L’économie circulaire à la traîne face aux objectifs

Un rapport du SGPE intraitable

Le secrétariat général à la planification écologique (SGPE) a publié en juillet 2024 un rapport graphique et chiffré sur l’avancée des travaux en matière d’économie circulaire en France. Cet état des lieux des actions menées et à venir pointe que l’atteinte des objectifs reste laborieuse et nécessite une rapide accélération.

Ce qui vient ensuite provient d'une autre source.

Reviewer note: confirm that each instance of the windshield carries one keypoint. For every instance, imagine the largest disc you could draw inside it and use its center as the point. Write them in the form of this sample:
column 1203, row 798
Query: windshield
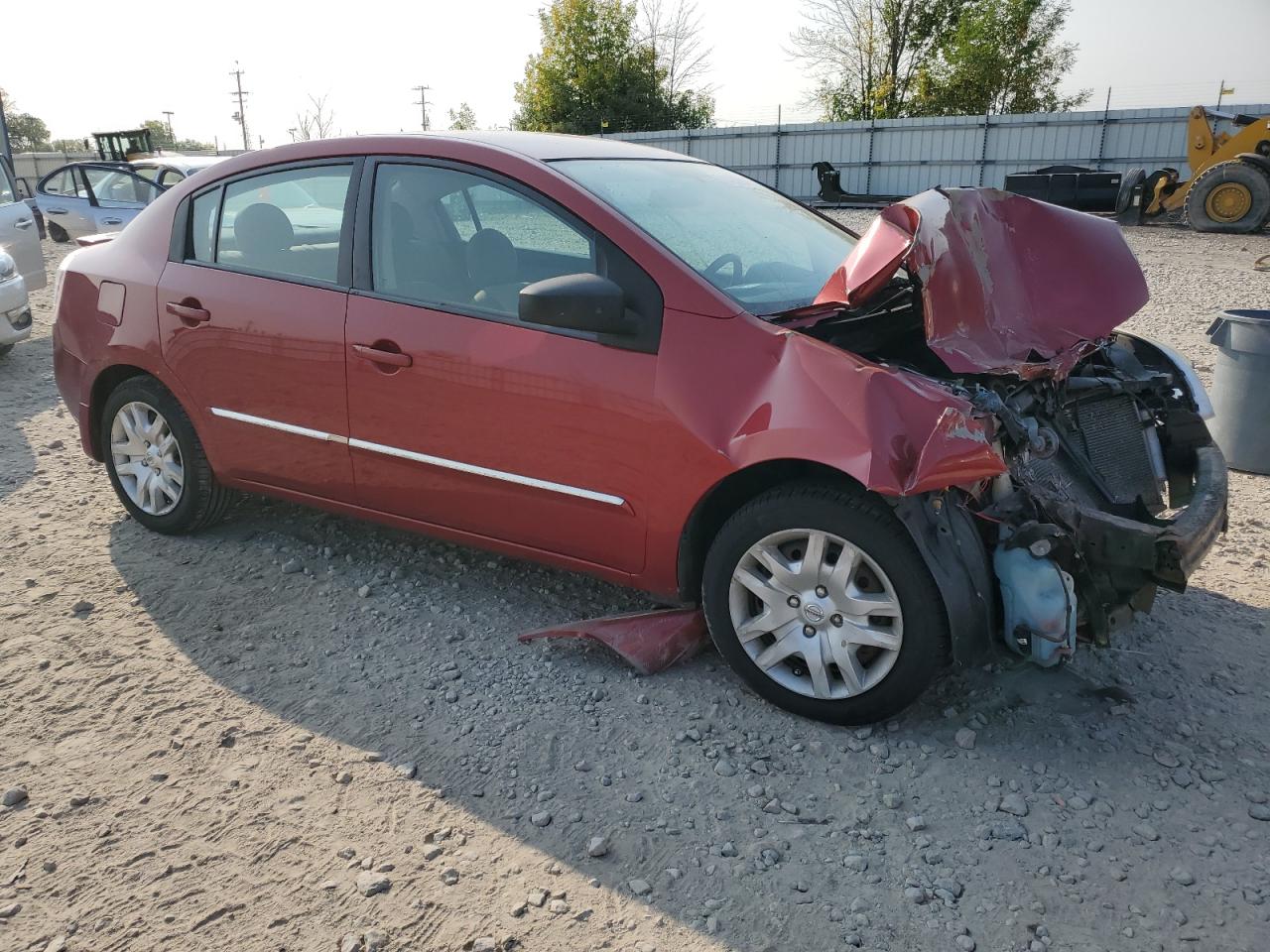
column 766, row 252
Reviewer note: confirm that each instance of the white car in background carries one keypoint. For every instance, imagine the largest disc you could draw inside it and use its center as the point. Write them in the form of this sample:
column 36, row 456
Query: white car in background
column 93, row 198
column 22, row 263
column 14, row 304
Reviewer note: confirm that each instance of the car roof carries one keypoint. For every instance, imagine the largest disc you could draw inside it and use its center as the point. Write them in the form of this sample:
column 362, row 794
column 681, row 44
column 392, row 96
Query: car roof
column 548, row 146
column 180, row 162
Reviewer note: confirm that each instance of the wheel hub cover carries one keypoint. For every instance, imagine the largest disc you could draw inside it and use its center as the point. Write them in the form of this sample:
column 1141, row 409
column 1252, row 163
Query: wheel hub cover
column 1228, row 202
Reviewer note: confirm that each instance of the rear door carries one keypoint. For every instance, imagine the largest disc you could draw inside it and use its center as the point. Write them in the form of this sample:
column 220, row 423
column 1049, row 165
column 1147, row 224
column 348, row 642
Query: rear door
column 463, row 416
column 252, row 318
column 64, row 198
column 19, row 236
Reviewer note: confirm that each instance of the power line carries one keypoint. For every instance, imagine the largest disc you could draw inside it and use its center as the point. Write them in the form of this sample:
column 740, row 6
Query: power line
column 240, row 116
column 423, row 103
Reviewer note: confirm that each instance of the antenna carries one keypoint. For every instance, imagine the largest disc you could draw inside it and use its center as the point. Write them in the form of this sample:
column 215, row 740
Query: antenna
column 240, row 116
column 423, row 103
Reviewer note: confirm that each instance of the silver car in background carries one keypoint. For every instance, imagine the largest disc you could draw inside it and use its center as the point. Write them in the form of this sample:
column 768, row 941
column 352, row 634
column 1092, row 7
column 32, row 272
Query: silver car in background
column 19, row 236
column 93, row 198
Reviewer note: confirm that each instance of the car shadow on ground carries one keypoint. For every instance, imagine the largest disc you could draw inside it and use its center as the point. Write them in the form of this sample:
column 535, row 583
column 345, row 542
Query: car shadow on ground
column 24, row 393
column 425, row 669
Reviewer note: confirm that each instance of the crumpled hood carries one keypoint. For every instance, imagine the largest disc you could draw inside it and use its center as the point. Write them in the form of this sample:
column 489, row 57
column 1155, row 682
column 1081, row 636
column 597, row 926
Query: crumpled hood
column 1008, row 285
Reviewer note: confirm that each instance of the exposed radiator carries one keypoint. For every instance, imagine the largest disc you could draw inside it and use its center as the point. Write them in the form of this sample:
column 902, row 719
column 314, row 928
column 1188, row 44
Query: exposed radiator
column 1115, row 443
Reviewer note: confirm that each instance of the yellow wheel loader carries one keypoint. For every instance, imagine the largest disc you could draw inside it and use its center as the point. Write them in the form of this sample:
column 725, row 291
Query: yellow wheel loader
column 1229, row 185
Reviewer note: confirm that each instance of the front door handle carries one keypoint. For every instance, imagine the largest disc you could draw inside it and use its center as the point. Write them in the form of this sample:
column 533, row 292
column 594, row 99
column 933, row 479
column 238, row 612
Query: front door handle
column 394, row 358
column 190, row 309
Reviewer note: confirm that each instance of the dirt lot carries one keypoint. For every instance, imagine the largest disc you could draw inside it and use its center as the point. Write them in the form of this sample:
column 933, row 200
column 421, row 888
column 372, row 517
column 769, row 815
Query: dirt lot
column 226, row 740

Pour basculer d’une économie linaire à une économie circulaire, l’État français s’est engagé à travers plusieurs étapes législatives et actions politiques à mieux consommer et mieux produire. Pour ce faire, cinq principaux objectifs ont été définis il y a un an, dans le cadre d’une planification écologique : réduire la consommation des ressources ; transformer les comportements d’achat ; développer les filière (réemploi, réparation et recyclage) ; réduire les quantités de déchets produits et non valorisés ; réduire les émissions de GES associés aux déchets. Pour l’ensemble de ces cibles, le constat est sans appel : la France est en retard sur ses objectifs et doit donner un coup d’accélérateur. Sur la réduction de la consommation des ressources tout d’abord. Depuis 2017, la consommation de matières en France qu’elle soit nationale ou importée, oscille entre 787 et 792 millions de tonnes avec un décrochage à 718 Mt en 2020, liée sans doute à la pandémie mondiale du Covid19. Le rapport reconnaît que notre système linéaire de production et de consommation crée des vulnérabilités. Ainsi l’empreinte matière de la France stagne depuis dix ans, quelles que soient les ressources concernées (biomasse, minéraux non métalliques, minerais métalliques, combustibles fossiles). Résultat : une consommation intérieure autour de 15 tonnes par an et par habitant. Par ailleurs, les flux sont en moyenne à hauteur d’un tiers importés et exploités en majorité pour la construction et la biomasse.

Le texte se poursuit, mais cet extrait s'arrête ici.